We are talking about base 3 numbers in class modulo 4.
val(x) denotes the value of x in decimal, where the string is given in the format from MSB to LSB.
Let us say after processing i digits, val(a_{0}a_{1}a_{2}...a_{i}) = n, then
If a_{i+1} = 0, val(a_{0}a_{1}a_{2}...a_{i}) = n*3 + 0
If a_{i+1} = 1, val(a_{0}a_{1}a_{2}...a_{i}) = n*3 + 1
If a_{i+1} = 2, val(a_{0}a_{1}a_{2}...a_{i}) = n*3 + 2
Since we are only interested in mod 4 of these numbers, let us say n is either of 4*n, 4*n+1, 4*n + 2, 4*n + 3 (i.e. n leaves a remainder of 0, 1, 2, 3 on mod 4 respectively).
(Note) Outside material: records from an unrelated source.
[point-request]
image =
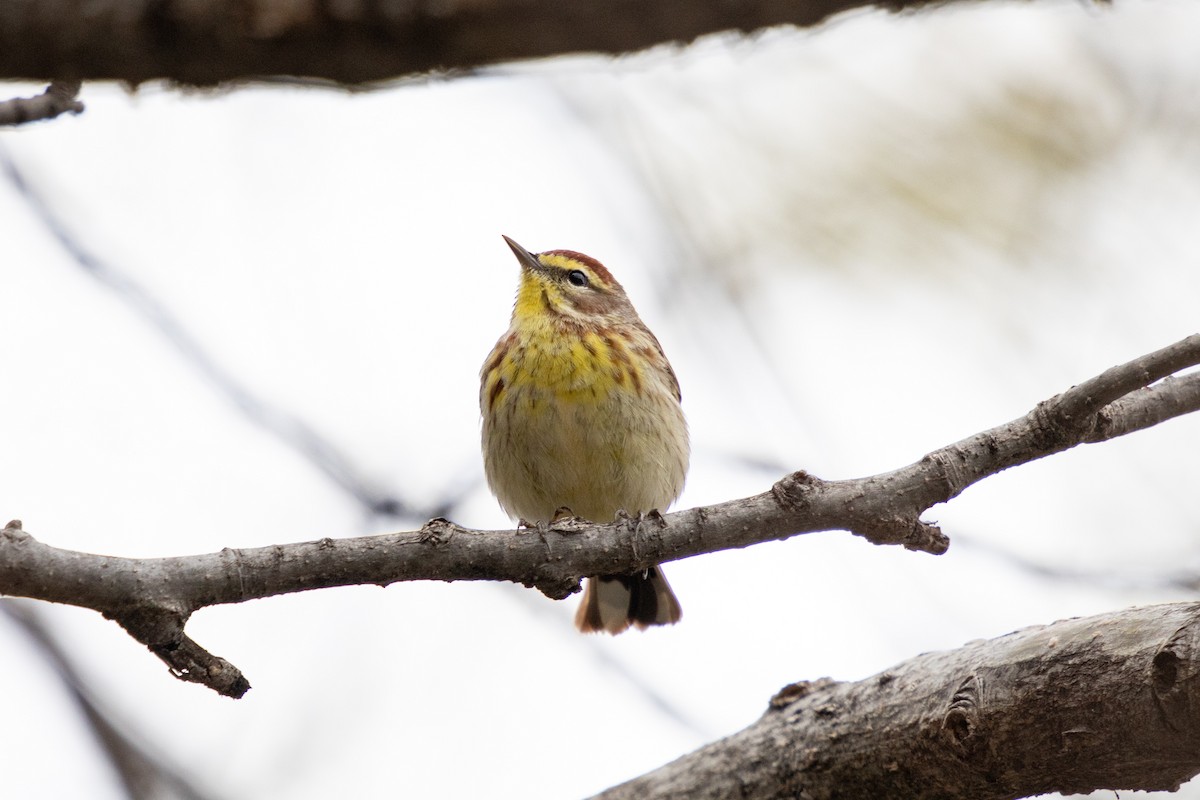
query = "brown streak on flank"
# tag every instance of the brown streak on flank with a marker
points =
(617, 353)
(502, 350)
(497, 388)
(600, 270)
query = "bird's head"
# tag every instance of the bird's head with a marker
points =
(563, 286)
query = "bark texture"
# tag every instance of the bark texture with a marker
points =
(153, 599)
(1108, 702)
(207, 42)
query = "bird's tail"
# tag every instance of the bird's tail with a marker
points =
(613, 602)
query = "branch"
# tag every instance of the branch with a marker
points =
(207, 42)
(1099, 703)
(153, 599)
(58, 98)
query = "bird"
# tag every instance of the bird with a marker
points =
(581, 410)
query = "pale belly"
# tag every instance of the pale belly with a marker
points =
(593, 455)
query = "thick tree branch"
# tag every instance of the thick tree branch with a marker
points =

We will construct the transition function as below:

0 
1 
2 
4*n (S0) 
((4*n)*3)%4 = 0 (S0) 
((4*n)*3+1)%4 = 1 (S1) 
((4*n)*3+2)%4 = 2 (S2) 
4*n + 1 (S1) 
((4*n+1)*3)%4 = 3 (S3) 
((4*n+1)*3+1)%4 = 0 (S0) 
((4*n+1)*3+2)%4 = 1 (S1) 
4*n + 2 (S2) 
((4*n+2)*3)%4 = 2 (S2) 
((4*n+2)*3+1)%4 = 3 (S3) 
((4*n+2)*3+2)%4 = 0 (S0) 
4*n + 3 (S3) 
((4*n+3)*3)%4 = 1 (S1) 
((4*n+3)*3+1)%4 = 2 (S2) 
((4*n+3)*3+2)%4 = 3 (S3) 
From this we can easily construct a DFA, with 4 states, with initial and final states as S0. We can even add a new start state because this DFA will even accept ε.